A rejeição do Terceiro Reinado no Brasil está intimamente ligada à conjuntura política, econômica e social da época, que enfraqueceu a imagem da monarquia. Entre os fatores que contribuíram para esse cenário, destacam-se:
- A)o apoio das elites monárquicas ao abolicionismo, enfraquecendo a aristocracia rural.
Errada: o apoio das elites monárquicas ao abolicionismo não foi o fator decisivo e, na prática, a abolição afastou muitos proprietários do regime.
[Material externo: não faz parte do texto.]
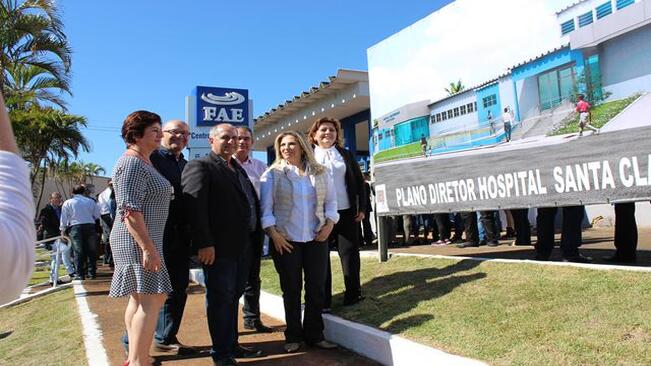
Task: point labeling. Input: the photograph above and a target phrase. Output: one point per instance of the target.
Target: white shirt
(78, 210)
(17, 232)
(336, 165)
(104, 201)
(254, 169)
(303, 228)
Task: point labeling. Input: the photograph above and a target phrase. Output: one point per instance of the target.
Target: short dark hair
(79, 189)
(135, 123)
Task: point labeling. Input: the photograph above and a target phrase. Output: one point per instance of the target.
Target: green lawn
(601, 114)
(504, 314)
(43, 331)
(404, 151)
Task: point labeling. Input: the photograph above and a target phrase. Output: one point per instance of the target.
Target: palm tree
(455, 87)
(47, 135)
(28, 85)
(31, 33)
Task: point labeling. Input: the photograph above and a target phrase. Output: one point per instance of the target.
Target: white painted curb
(92, 334)
(380, 346)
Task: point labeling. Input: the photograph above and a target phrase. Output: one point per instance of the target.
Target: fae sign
(222, 105)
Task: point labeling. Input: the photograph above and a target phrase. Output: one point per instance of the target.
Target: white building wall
(507, 94)
(626, 63)
(460, 123)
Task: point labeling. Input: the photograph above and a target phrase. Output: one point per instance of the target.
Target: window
(621, 4)
(585, 19)
(489, 100)
(567, 27)
(604, 9)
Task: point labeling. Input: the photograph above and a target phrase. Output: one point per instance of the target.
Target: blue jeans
(84, 245)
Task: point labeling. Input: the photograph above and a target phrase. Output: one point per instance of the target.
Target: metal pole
(383, 238)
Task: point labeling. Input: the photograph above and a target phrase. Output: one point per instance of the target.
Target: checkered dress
(138, 187)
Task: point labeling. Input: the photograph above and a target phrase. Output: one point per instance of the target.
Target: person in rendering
(507, 118)
(423, 145)
(328, 140)
(224, 213)
(78, 217)
(143, 199)
(254, 169)
(17, 231)
(296, 186)
(570, 237)
(585, 115)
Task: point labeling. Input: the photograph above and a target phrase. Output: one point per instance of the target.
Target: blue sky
(131, 55)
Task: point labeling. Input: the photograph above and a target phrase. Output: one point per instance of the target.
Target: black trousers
(470, 226)
(487, 219)
(176, 253)
(522, 226)
(443, 225)
(310, 259)
(571, 230)
(625, 230)
(345, 237)
(251, 308)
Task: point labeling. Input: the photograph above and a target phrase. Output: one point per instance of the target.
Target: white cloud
(471, 40)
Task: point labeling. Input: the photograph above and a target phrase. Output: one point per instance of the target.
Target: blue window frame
(585, 19)
(624, 3)
(567, 27)
(604, 9)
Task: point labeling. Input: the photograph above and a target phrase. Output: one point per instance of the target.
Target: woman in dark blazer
(327, 138)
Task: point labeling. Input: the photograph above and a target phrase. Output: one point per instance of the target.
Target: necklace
(142, 157)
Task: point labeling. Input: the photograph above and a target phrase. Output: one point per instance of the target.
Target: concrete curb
(91, 332)
(380, 346)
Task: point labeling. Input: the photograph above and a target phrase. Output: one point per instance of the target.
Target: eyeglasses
(178, 132)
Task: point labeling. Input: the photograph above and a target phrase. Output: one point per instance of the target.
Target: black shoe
(225, 362)
(617, 258)
(257, 326)
(579, 258)
(467, 244)
(353, 301)
(246, 352)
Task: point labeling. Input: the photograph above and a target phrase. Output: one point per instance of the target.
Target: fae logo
(222, 105)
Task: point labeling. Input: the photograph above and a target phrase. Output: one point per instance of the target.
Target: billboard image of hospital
(524, 62)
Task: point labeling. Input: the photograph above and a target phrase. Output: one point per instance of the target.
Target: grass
(43, 331)
(601, 114)
(505, 314)
(404, 151)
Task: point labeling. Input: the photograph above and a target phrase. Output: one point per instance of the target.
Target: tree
(47, 135)
(31, 34)
(455, 87)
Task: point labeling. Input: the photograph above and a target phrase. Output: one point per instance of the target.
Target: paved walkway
(194, 331)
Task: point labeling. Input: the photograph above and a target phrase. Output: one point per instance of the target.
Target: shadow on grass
(398, 293)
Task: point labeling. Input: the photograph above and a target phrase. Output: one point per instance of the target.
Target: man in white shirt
(254, 169)
(78, 216)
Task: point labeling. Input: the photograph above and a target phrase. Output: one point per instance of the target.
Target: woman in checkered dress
(143, 198)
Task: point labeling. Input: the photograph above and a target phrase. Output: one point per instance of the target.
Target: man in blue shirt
(78, 216)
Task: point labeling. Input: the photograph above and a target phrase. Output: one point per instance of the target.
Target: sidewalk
(194, 331)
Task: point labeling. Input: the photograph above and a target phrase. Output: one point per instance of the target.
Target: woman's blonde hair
(307, 156)
(339, 142)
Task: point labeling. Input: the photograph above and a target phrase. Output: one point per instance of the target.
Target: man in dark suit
(224, 214)
(48, 219)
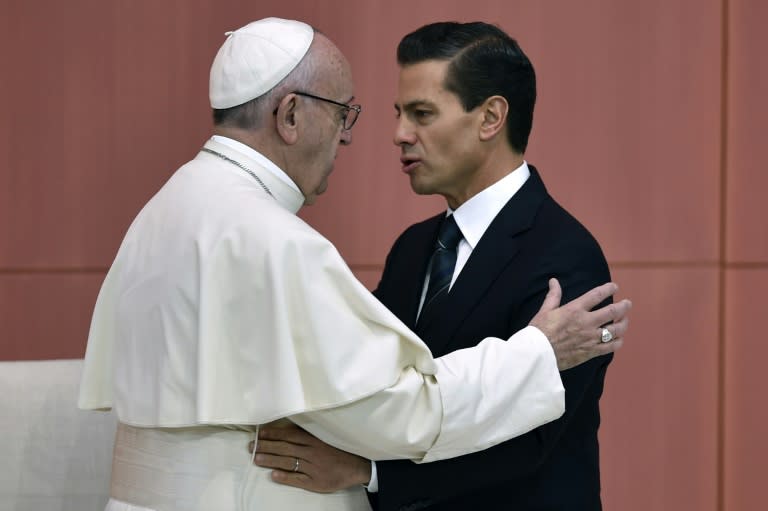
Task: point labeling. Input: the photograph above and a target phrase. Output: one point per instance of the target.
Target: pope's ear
(494, 111)
(286, 119)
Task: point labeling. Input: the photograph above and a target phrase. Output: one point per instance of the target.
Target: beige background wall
(649, 127)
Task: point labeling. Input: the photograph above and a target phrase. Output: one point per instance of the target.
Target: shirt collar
(474, 216)
(258, 157)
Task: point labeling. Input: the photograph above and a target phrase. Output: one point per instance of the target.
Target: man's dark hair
(484, 62)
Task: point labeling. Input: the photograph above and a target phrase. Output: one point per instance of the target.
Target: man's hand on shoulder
(301, 460)
(575, 331)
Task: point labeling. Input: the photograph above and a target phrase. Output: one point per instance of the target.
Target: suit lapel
(412, 274)
(496, 250)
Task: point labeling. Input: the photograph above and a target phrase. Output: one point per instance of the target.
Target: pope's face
(324, 131)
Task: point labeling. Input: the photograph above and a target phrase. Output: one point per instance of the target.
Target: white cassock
(223, 311)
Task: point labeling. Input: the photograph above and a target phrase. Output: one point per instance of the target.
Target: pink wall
(649, 125)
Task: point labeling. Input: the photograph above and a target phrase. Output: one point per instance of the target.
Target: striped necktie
(443, 263)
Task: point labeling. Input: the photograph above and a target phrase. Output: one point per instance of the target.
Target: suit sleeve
(402, 483)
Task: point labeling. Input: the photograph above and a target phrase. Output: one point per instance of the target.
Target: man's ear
(494, 111)
(286, 122)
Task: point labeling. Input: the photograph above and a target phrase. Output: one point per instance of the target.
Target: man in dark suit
(465, 108)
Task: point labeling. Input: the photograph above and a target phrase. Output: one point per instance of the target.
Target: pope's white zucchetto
(255, 58)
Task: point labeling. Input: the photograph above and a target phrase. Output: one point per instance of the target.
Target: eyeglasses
(351, 112)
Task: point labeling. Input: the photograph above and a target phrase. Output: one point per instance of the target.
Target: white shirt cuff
(373, 485)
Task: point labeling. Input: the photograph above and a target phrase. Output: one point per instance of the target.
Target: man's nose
(403, 133)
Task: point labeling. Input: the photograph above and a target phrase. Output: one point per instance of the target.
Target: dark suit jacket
(502, 286)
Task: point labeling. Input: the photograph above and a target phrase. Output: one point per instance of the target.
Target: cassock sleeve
(479, 397)
(466, 401)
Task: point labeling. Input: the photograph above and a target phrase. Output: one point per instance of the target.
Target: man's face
(439, 142)
(324, 130)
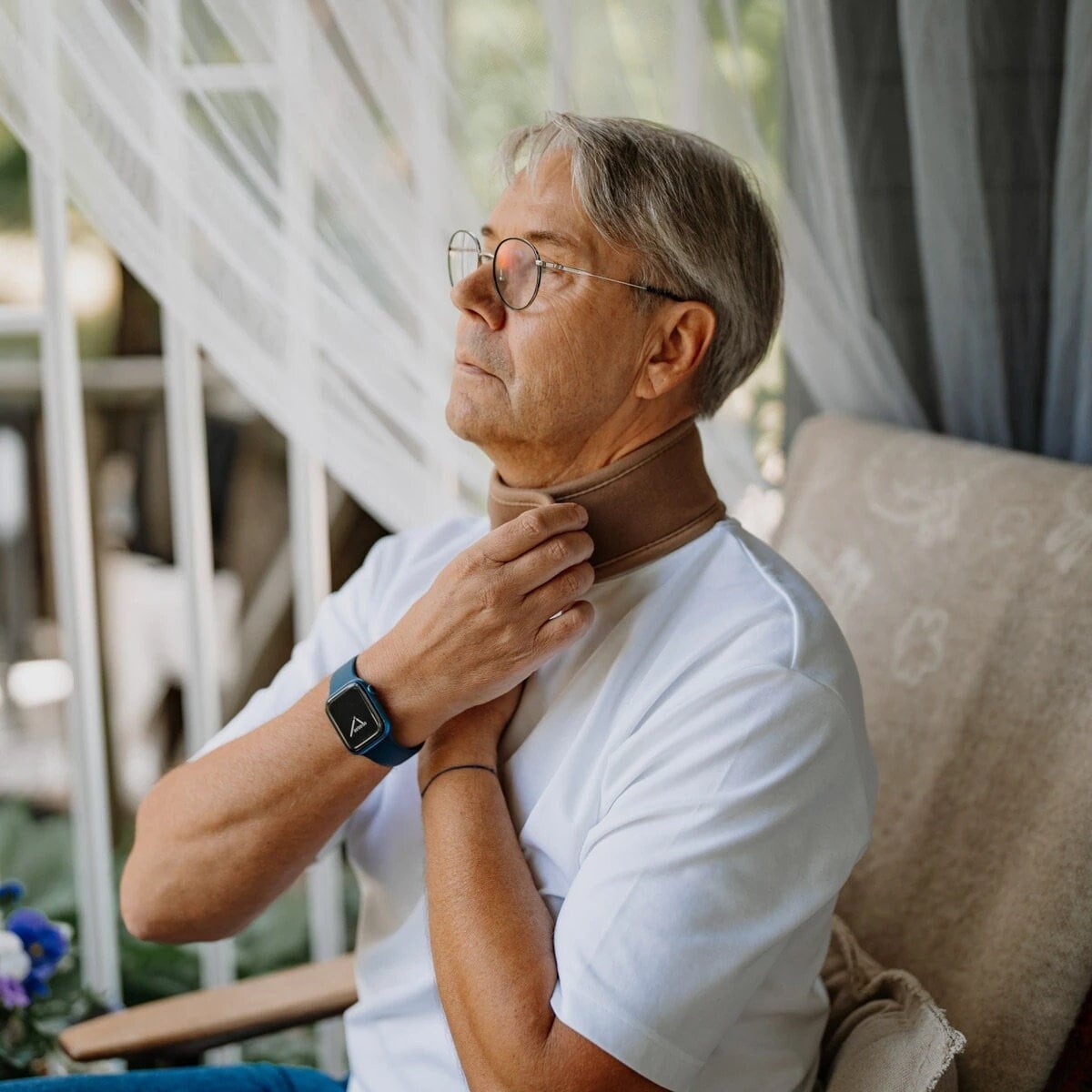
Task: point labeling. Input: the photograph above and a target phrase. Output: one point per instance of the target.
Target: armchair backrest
(961, 576)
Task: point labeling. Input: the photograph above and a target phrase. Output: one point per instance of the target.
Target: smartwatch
(360, 720)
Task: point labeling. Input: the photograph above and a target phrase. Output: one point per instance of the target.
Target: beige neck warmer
(642, 506)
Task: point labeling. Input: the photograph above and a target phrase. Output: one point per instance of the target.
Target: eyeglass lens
(514, 267)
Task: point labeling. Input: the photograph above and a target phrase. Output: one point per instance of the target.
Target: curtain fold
(966, 162)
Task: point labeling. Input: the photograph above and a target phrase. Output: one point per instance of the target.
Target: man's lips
(470, 367)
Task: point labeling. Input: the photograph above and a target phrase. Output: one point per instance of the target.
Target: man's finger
(517, 536)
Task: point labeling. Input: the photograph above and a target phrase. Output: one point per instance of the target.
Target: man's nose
(476, 294)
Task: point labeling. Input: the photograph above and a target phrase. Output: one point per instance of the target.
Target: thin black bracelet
(469, 765)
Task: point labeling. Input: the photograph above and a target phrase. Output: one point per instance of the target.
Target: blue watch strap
(385, 751)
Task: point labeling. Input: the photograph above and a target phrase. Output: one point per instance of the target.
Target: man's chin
(469, 420)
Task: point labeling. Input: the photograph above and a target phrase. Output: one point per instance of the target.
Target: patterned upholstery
(961, 576)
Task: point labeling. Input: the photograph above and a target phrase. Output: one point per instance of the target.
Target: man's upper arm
(343, 627)
(731, 816)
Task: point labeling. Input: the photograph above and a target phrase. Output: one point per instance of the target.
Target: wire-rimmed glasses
(518, 268)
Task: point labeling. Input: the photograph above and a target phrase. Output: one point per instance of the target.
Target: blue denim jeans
(249, 1077)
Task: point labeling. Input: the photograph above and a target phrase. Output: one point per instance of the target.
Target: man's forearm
(219, 838)
(491, 934)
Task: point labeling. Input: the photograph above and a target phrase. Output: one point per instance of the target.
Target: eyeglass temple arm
(600, 277)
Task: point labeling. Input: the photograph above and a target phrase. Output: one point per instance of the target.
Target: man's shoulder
(742, 596)
(413, 556)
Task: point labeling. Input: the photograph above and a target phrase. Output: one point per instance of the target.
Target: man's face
(557, 370)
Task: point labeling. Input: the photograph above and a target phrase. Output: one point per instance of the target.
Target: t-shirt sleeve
(731, 816)
(343, 627)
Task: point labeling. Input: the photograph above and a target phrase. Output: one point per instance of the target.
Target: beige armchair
(962, 578)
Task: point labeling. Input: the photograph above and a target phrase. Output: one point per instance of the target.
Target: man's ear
(676, 343)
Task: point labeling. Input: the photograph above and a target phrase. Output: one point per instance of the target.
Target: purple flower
(12, 995)
(44, 943)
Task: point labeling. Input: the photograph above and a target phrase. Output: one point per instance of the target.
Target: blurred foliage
(37, 851)
(15, 189)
- B)a ausência de uma figura de liderança forte, como D. Pedro II, na sucessão monárquica.
Certa: a sucessão sem uma liderança com o prestígio e a capacidade de articulação de D. Pedro II enfraqueceu a monarquia.
- C)a resistência do Exército à criação de um sistema federalista de governo.
Errada: a questão do Exército não foi resistência a um federalismo monárquico, mas o afastamento gradual dos militares em relação ao Império.
- D)a oposição da Igreja Católica à figura de Isabel como sucessora direta, alegando falta de legitimidade.
Errada: a oposição da Igreja esteve ligada à Questão Religiosa e não a uma recusa formal da legitimidade de Isabel como sucessora.
- E)a oposição dos setores militares à reforma agrária, que enfraqueceu o apoio ao Terceiro Reinado.
Errada: a queda de apoio ao projeto monárquico não se explica por oposição militar à reforma agrária, tema que não é central nesse processo.
Gabarito: B
Quando se fala em rejeição ao Terceiro Reinado, o ponto central é que a monarquia brasileira já estava bem desgastada no fim do século XIX. A abolição da escravidão, em 1888, afastou parte das elites agrárias, o Exército estava cada vez mais politizado e a Igreja também já tinha atritos com o Império. Ou seja, o terreno estava longe de ser amigável para uma continuidade tranquila do regime. Além disso, o Império dependia muito da figura de D. Pedro II. Ele era visto como o grande equilíbrio do sistema, quase um "amortecedor" político. Com o envelhecimento do imperador e sem uma sucessão que inspirasse confiança ampla, cresceu a sensação de que a monarquia perderia sua força de coesão. A princesa Isabel até assumia formalmente a sucessão, mas não tinha o mesmo peso político do pai nem conseguia unir os grupos dominantes. Por isso, a alternativa B está correta: a falta de uma liderança forte como D. Pedro II na sucessão monárquica enfraqueceu ainda mais a imagem do regime. Na prática, o problema não era só quem viria depois, mas o fato de que a monarquia já não parecia capaz de se sustentar sem a figura central que a havia mantido de pé por décadas. Se você quiser um resumo de prova: o Terceiro Reinado não caiu por um único motivo, mas pela soma de desgaste político, perda de apoio social e ausência de uma liderança com o mesmo prestígio do imperador.